Nossos cursos são muito bem avaliados no mercado. Consideramos a segurança, a economia e desenvolvimento humano de Israel como parte de nossa missão. Nossas decisões levam em conta as necessidades do país. Estão, as pessoas muito comprometidas.. Outro motor de inovação é nossa comunidade diversa. Temos alunos de origens socioeconômicas muito diferentes, assim como vasta comunidade de estrangeiros. Essa mistura impulsiona o espírito empreendedor. Outro fator a ser levado em conta é o próprio judaísmo. A religião tem uma tradição questionadora, de fazer muitas perguntas. É uma característica que remonta há 3.000 anos na História.
Como o Instituto Technion conseguiu prosperar mesmo estando em uma região tão turbulenta do planeta?
A Technion iniciou suas atividades 25 anos antes da fundação do Estado de Israel. Nós carregamos o estabelecimento de Israel em nossos ombros. Não estou familiarizado com nenhuma universidade que tenha contribuído tanto para a formação de um país quanto a Technion. Nosso principal combustível foi a necessidade. Tivemos de ajudar a fomentar a infraestrutura de ferrovias, de estradas, de dessalinização da água, de irrigação, da rede elétrica, de defesa militar. Ou seja, todas as indústrias de Israel tiveram início aqui. Porque precisávamos colocar um país de pé.
Sabemos que o desenvolvimento da ciência exige investimento pesado e que o retorno pode demorar décadas. Como convencer os governos de que esse investimento é realmente necessário?

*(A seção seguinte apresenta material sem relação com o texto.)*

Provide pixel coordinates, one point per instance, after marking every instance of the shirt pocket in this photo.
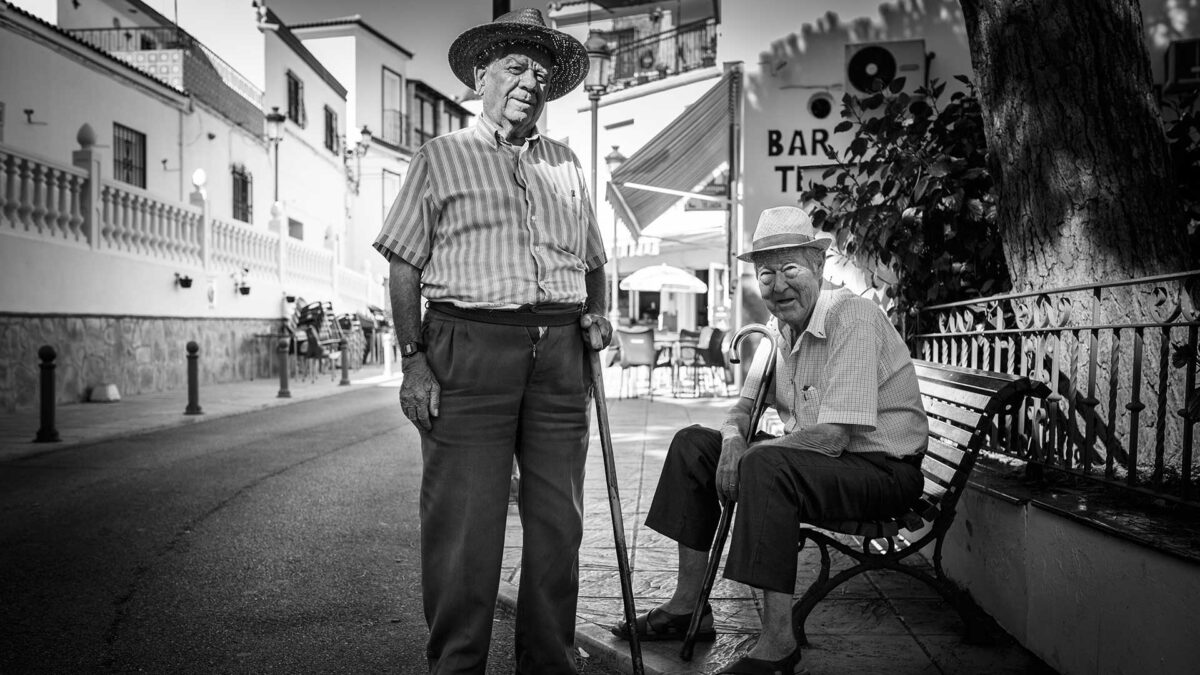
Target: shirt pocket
(564, 220)
(808, 406)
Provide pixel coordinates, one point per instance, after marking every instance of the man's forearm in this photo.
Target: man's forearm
(597, 284)
(826, 438)
(405, 284)
(737, 420)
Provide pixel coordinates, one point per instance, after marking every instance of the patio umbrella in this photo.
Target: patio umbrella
(664, 278)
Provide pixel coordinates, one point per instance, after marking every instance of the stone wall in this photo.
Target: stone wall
(139, 354)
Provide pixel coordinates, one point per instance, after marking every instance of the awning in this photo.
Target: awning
(684, 155)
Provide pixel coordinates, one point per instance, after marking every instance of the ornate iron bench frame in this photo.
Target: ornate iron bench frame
(961, 406)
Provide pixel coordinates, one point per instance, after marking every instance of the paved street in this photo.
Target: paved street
(283, 541)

Esse não é um problema do Brasil, ou de Israel. A falta de investimentos afeta o mundo inteiro. Porque existe um abismo entre a academia e a sociedade em geral. As pessoas não sentem que o meio acadêmico é importante para a vida cotidiana. Então nós, cientistas, precisamos estar permanentemente comunicando a relevância do que estamos desenvolvendo. Na Europa, os pesquisadores já adotam uma linguagem muito eficiente. Quando questionados, explicam não o experimento em que estão envolvidos. Mas como aquilo vai contribuir para a comunidade em geral.

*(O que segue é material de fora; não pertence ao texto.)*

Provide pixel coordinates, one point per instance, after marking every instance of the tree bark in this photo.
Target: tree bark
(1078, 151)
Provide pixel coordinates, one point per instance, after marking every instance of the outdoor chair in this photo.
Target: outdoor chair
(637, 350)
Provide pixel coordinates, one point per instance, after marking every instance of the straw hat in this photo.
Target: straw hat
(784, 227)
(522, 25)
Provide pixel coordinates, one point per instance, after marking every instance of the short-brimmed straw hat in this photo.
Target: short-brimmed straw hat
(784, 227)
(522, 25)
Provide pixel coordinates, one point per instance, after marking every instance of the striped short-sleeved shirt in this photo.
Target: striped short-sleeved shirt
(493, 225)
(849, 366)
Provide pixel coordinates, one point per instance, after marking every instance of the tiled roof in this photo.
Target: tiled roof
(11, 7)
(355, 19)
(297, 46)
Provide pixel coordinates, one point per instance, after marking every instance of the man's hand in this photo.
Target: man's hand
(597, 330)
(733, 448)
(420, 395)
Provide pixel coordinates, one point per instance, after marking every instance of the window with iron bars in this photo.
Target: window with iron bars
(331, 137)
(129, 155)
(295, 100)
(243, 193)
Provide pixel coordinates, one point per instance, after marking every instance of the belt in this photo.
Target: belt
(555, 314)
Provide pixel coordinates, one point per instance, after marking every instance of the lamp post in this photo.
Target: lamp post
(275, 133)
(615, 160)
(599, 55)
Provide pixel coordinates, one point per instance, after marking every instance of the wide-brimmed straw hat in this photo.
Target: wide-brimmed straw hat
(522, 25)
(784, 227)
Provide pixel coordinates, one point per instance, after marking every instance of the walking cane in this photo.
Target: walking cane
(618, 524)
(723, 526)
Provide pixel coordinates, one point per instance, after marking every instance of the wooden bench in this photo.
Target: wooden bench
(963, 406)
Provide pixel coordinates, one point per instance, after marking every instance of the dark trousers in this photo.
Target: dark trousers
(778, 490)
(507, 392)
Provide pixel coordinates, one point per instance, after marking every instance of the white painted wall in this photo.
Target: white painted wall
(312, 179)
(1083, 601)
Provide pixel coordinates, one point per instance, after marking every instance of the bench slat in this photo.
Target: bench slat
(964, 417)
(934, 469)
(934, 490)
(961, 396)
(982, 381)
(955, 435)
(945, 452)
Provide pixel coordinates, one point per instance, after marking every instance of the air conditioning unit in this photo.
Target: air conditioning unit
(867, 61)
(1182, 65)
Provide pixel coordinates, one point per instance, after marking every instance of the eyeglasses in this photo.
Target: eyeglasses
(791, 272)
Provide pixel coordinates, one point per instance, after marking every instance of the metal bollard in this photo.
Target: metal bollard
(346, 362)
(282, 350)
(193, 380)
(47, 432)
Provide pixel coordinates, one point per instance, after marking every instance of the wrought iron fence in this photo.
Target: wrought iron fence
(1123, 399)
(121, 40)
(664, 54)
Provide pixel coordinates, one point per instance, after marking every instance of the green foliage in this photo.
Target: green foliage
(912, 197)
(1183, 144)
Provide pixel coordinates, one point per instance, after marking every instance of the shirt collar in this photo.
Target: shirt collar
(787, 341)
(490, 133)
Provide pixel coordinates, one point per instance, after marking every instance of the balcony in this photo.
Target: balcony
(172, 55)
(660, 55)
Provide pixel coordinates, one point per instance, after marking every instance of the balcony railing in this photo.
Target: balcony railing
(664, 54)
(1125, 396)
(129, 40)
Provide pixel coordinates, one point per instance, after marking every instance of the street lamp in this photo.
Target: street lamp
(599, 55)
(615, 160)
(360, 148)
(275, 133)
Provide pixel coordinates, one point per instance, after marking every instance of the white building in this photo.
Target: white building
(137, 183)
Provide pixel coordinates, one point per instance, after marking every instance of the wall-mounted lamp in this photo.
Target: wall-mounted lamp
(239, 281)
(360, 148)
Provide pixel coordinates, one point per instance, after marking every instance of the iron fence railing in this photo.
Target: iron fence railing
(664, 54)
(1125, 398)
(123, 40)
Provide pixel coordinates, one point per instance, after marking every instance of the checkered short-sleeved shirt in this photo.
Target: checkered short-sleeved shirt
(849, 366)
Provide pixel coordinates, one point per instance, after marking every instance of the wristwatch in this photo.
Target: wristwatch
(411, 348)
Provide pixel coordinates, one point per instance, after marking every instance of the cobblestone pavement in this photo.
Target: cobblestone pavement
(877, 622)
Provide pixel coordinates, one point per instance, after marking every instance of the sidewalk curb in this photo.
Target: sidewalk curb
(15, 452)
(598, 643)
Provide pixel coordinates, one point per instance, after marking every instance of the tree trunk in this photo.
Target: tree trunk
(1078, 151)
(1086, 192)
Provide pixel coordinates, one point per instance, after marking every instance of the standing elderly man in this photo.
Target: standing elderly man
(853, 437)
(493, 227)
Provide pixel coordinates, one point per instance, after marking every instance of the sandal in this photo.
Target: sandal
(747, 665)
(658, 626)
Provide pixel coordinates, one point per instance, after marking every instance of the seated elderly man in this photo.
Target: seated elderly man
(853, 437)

Como as universidade devem preparar seus estudantes para liderar e gerenciar empresas e organizações num mercado cada vez mais competitivo?
Você sabe, muitas profissões estão desaparecendo, enquanto outras surgem. Muitos de nossos alunos acabarão, em algum momento de suas carreiras, tendo um emprego que ainda sequer existe. Então, a questão é: como você treina um aluno para um emprego que ainda não existe? Pense em cinco anos atrás, ninguém pensava que a inteligência artificial seria tão importante. Agora ela está em todo lugar. Acredito que a melhor forma de endereçar esse desafio é dar bases muito fortes. Um exemplo: ensinar muita matemática. Não porque os alunos terão de fazer cálculos complexos futuramente. Mas porque a matemática te ajuda a pensar de maneiras diferentes. Você descobre novas maneiras de pensar de forma abstrata nos problemas.
O senhor é entusiasta da inteligência artificial? Seu uso pode melhorar a ciência?
Ela será tremendamente útil em todos os setores da humanidade. Mas, como todo avanço científico, vamos descobrir uma série de benefícios e alguns malefícios. Ainda é muito cedo para dizer quais serão as implicações e consequências a longo prazo, incluindo as questões éticas. Qual será o ponto de equilíbrio entre um e outro? Essa é a grande questão.
Ultimamente assistimos ao aumento do conservadorismo religioso, não apenas em Israel, mas em muitos países ocidentais. Você acredita que isso pode ameaçar os avanços científicos?
Só posso lembrar que na Idade Média também houve bloqueio à ciência. Mas, eventualmente, a ciência se desenvolveu. Sinto que parte das pessoas está decepcionada com a ciência, no sentido de que ela não conseguiu encontrar respostas para problemas como a cura do câncer.
Quer dizer elas entendem o que é progresso, mas não enxergam suas necessidades mais emergenciais sendo atendidas.